Emotion Recognition
This guide demonstrates how to perform Emotion Recognition with Phonexia Speech Platform 4 Virtual Appliance. You can find a high-level description in the Emotion Recognition article. The technology can detect and classify emotion from media files.
For testing, we'll be using the following 8 media files. You can download them all together in the audio_files.zip archive.
| Filename | Channel | Happy | Neutral | Sad | Angry |
|---|---|---|---|---|---|
| Barbara.wav | 0 | 79.9% | 19% | 0.6% | 0.5% |
| David.wav | 0 | 0.1% | 0.2% | 0% | 99.7% |
| 1 | 9.9% | 63.9% | 0.1% | 26% | |
| Jack.wav | 0 | 4.7% | 92.7% | 0% | 2.6% |
| Jack_Keith.wav | 0 | 5.7% | 85.6% | 0% | 8.7% |
| 1 | 0.3% | 5.6% | 9.8% | 84.3% | |
| Jiri.wav | 0 | 0.4% | 1.4% | 0% | 98.1% |
| Juan.wav | 0 | 13.3% | 47.6% | 38.6% | 0.5% |
| Laura_Marek.wav | 0 | 0.3% | 95.1% | 4.3% | 0.4% |
| 1 | 0.1% | 99.9% | 0% | 0.1% | |
| Steve.wav | 0 | 0.2% | 76.2% | 23.4% | 0.1% |
At the end of this guide, you'll find the full Python code example that combines all the steps that will first be discussed separately. This guide should give you a comprehensive understanding on how to integrate Emotion Recognition in your own projects.
Prerequisites
Follow the prerequisites for setup of Virtual Appliance and Python environment as described in the Task lifecycle code examples.
Run Emotion Recognition
To run Emotion Recognition for a single media file, you should start by sending
a POST request to the
/api/technology/emotion-recognition
endpoint. file is the only mandatory parameter. In Python, you can do this as
follows:
import requests
VIRTUAL_APPLIANCE_ADDRESS = "http://<virtual-appliance-address>:8000" # Replace with your address
MEDIA_FILE_BASED_ENDPOINT_URL = f"{VIRTUAL_APPLIANCE_ADDRESS}/api/technology/emotion-recognition"
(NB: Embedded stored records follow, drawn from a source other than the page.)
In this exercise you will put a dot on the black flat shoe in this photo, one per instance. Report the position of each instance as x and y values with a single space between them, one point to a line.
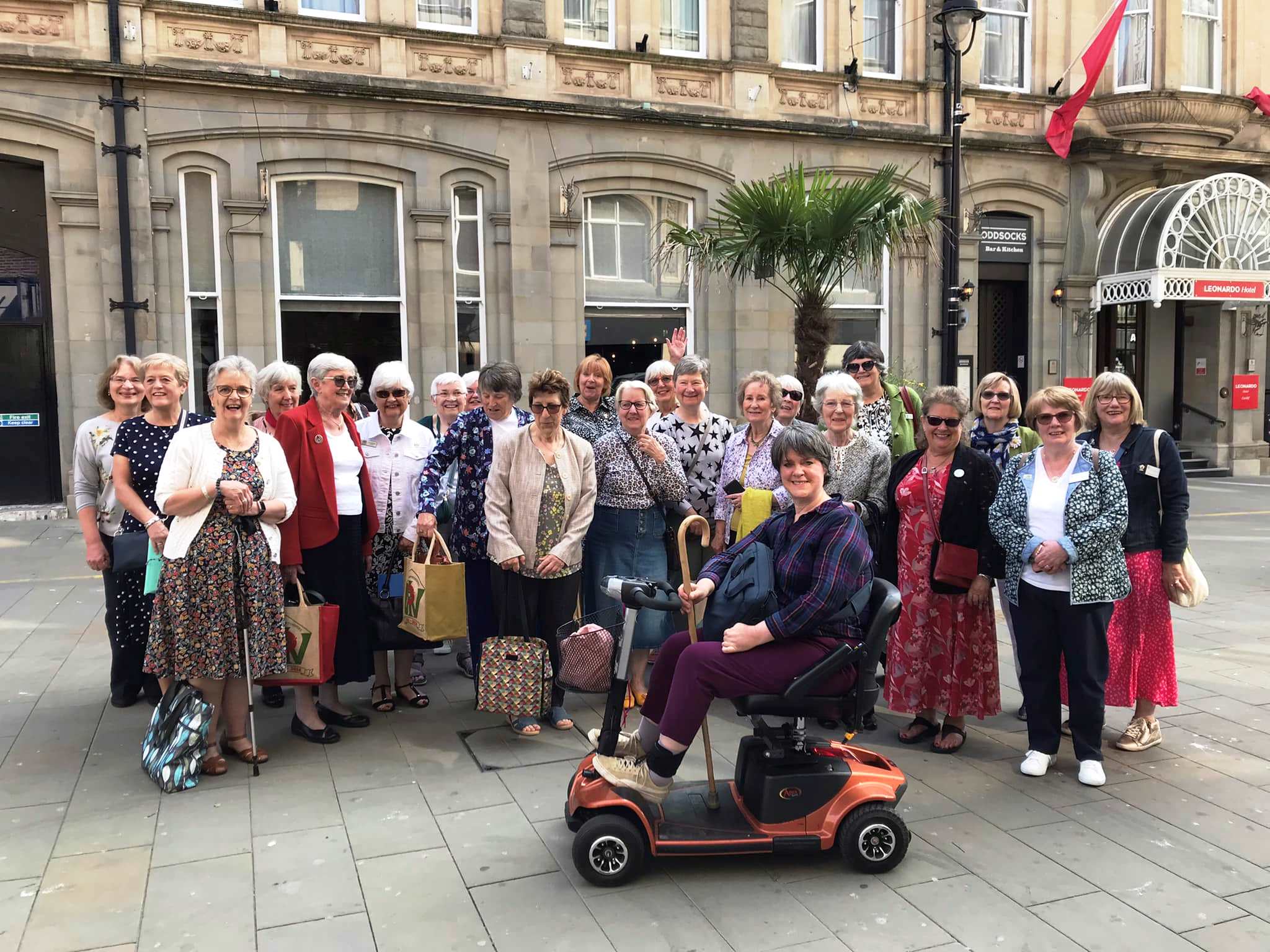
327 735
353 720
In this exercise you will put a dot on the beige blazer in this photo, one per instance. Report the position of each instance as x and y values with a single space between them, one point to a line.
513 496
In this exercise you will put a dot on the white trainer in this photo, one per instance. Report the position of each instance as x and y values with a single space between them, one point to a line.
1037 764
1091 774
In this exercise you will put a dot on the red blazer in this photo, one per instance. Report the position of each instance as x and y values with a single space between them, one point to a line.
303 436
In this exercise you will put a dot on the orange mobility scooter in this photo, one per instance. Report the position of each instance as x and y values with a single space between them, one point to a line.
791 792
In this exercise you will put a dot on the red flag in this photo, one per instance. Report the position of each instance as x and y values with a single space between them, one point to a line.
1094 59
1261 99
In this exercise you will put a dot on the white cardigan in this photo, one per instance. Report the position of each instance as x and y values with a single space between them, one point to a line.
195 460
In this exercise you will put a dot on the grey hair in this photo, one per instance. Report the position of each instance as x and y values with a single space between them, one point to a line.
804 442
500 377
327 362
657 368
276 372
691 363
393 372
442 380
842 382
234 363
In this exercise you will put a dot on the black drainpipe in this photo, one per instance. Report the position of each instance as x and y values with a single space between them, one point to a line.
117 103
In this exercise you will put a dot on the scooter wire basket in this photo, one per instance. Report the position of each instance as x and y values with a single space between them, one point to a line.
588 648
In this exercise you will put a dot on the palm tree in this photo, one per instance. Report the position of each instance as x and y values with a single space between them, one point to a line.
804 236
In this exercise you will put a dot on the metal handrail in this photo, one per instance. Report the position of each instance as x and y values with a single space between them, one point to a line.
1207 415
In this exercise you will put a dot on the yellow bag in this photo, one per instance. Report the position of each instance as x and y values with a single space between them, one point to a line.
435 604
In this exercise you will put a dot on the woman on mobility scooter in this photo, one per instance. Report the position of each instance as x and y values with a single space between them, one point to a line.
822 559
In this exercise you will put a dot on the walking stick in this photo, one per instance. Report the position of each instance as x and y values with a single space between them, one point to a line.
713 795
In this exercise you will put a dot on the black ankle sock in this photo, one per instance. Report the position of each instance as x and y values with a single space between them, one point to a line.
664 764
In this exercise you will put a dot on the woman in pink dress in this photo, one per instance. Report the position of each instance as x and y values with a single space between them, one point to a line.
943 651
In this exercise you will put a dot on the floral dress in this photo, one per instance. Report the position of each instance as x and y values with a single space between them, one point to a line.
943 651
193 627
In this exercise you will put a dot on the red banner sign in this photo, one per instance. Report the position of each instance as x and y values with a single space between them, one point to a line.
1246 392
1227 289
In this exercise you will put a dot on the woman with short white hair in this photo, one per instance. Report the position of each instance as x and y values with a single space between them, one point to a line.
277 385
397 451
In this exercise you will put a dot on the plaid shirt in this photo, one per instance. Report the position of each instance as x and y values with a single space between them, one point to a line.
822 560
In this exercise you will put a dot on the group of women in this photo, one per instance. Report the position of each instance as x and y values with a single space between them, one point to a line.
541 505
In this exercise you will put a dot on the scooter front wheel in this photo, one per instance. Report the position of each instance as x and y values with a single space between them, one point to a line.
609 851
873 838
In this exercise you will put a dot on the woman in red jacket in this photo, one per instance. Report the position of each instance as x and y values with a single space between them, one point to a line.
328 541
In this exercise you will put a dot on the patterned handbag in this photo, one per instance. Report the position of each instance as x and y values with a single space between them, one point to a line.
515 677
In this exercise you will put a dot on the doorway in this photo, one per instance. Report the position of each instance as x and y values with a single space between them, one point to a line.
29 403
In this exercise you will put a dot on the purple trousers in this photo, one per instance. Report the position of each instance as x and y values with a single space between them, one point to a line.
686 678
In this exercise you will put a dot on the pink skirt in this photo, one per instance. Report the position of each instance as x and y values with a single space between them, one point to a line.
1141 640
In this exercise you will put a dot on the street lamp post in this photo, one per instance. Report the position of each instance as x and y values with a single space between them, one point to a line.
959 20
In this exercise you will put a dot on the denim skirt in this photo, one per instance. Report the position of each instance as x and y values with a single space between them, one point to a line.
629 542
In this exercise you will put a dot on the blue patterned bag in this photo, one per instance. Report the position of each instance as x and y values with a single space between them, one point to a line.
174 746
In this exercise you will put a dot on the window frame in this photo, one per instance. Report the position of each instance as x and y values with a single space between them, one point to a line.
331 15
1026 17
818 66
184 275
1217 20
701 54
689 306
592 43
897 43
1151 51
278 298
446 27
455 220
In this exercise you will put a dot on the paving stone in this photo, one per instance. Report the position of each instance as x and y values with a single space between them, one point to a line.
1019 871
1152 890
27 837
538 913
667 919
304 875
201 906
411 889
874 919
1104 923
390 821
340 933
89 902
1246 935
494 843
1175 850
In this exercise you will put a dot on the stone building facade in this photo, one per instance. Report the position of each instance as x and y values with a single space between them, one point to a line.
461 180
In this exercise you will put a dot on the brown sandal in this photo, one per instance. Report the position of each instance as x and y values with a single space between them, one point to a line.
244 754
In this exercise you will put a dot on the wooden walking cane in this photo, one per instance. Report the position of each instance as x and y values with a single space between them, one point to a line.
713 796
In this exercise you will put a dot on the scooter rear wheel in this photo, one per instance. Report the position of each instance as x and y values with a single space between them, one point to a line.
609 851
873 838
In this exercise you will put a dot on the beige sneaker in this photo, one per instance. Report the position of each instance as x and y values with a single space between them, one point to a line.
1141 735
628 744
633 775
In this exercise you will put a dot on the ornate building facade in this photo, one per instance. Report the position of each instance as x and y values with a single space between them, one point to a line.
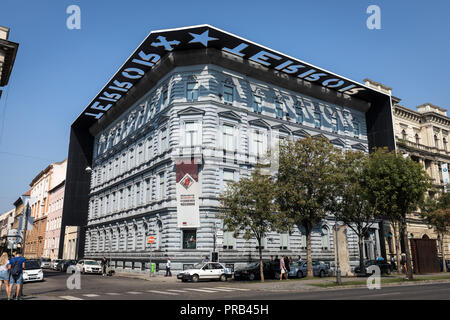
203 118
422 134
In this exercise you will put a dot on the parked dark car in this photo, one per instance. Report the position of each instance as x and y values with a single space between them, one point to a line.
64 264
447 262
385 267
300 270
271 270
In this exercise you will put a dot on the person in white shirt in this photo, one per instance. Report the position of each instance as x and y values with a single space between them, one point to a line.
4 274
168 273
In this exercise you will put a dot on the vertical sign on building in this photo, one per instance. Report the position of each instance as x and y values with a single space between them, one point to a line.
445 175
187 188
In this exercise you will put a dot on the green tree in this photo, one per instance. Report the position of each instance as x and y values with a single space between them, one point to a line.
436 212
249 206
352 205
307 169
397 186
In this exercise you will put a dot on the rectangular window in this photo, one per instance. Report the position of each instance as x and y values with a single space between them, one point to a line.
228 94
334 126
228 240
356 129
189 239
279 110
257 104
164 140
191 132
259 143
317 120
192 91
284 239
228 137
161 191
148 195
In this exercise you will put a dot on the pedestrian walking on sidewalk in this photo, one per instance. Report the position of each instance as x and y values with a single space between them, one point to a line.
16 266
4 273
168 273
104 263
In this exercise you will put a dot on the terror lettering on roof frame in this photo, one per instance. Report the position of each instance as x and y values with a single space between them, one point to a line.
161 43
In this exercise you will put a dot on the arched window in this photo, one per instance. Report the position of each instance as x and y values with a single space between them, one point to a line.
404 135
325 238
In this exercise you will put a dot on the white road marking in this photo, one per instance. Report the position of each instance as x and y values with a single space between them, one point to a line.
219 289
200 290
239 289
162 292
70 298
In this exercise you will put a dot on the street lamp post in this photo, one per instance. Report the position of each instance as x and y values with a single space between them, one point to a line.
338 265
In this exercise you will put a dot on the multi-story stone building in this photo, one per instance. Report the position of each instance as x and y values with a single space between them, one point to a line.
8 52
53 233
46 180
422 134
202 116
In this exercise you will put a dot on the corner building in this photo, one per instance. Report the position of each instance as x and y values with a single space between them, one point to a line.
204 113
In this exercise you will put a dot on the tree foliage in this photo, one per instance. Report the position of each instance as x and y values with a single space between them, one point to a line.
307 169
397 184
248 207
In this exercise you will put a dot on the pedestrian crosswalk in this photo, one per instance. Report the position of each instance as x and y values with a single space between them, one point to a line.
166 293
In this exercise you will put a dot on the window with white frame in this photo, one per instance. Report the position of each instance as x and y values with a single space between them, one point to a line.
161 183
334 123
279 113
317 120
257 104
259 142
228 137
284 241
356 130
228 176
164 143
191 133
228 94
148 195
325 238
192 91
228 242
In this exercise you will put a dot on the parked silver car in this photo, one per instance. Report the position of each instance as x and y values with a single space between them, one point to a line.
300 270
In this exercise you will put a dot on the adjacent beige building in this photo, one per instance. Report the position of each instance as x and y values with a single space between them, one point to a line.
423 134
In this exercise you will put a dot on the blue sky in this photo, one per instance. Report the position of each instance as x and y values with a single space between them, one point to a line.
58 71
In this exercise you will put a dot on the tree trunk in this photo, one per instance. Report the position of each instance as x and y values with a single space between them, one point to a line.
361 255
309 254
397 247
444 265
409 272
261 265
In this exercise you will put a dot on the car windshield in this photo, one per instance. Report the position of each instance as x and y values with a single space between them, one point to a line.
29 265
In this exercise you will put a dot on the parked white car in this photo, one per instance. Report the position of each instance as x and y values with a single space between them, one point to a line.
45 263
89 266
32 271
54 263
207 271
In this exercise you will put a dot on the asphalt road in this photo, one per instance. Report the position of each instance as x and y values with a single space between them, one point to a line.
96 287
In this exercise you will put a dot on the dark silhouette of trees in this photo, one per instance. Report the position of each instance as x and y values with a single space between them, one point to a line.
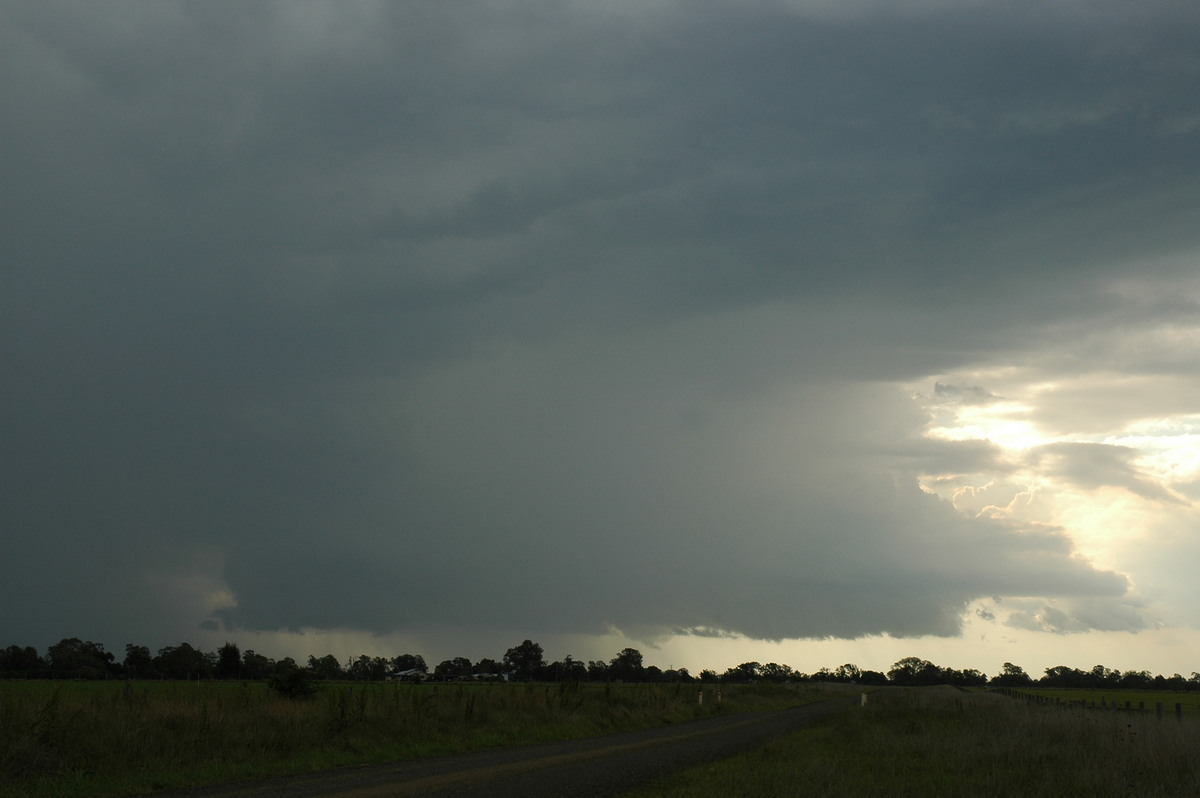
627 666
77 659
185 663
525 661
1012 676
409 663
228 661
327 667
256 666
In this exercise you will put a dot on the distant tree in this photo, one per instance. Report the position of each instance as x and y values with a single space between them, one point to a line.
256 666
912 670
359 670
285 666
777 672
525 661
1137 681
627 666
327 667
570 670
873 677
409 663
138 664
1103 677
184 663
1012 676
847 672
1061 676
77 659
744 672
228 661
486 666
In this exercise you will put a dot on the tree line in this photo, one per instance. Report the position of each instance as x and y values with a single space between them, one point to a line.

media_file = "Barbara.wav"
with open(media_file, mode="rb") as file:
files = {"file": file}
start_task_response = requests.post(
url=MEDIA_FILE_BASED_ENDPOINT_URL,
files=files,
)
print(start_task_response.status_code) # Should print '202'
If the task has been successfully accepted, the 202 code will be returned
together with a unique task ID in the response body. The task isn't
processed immediately, but only scheduled for processing. You can check the
current task status by polling for the result.
Polling
To obtain the final result, periodically query the task status until the task
state changes to done, failed or rejected. The general polling procedure
is described in detail in the
Task lifecycle code examples.
Result for Emotion Recognition
The result field of the task contains channels list of independent results
for each channel, identified by its channel_number. The speech_length field
indicates the duration of speech used for recognition of the emotions.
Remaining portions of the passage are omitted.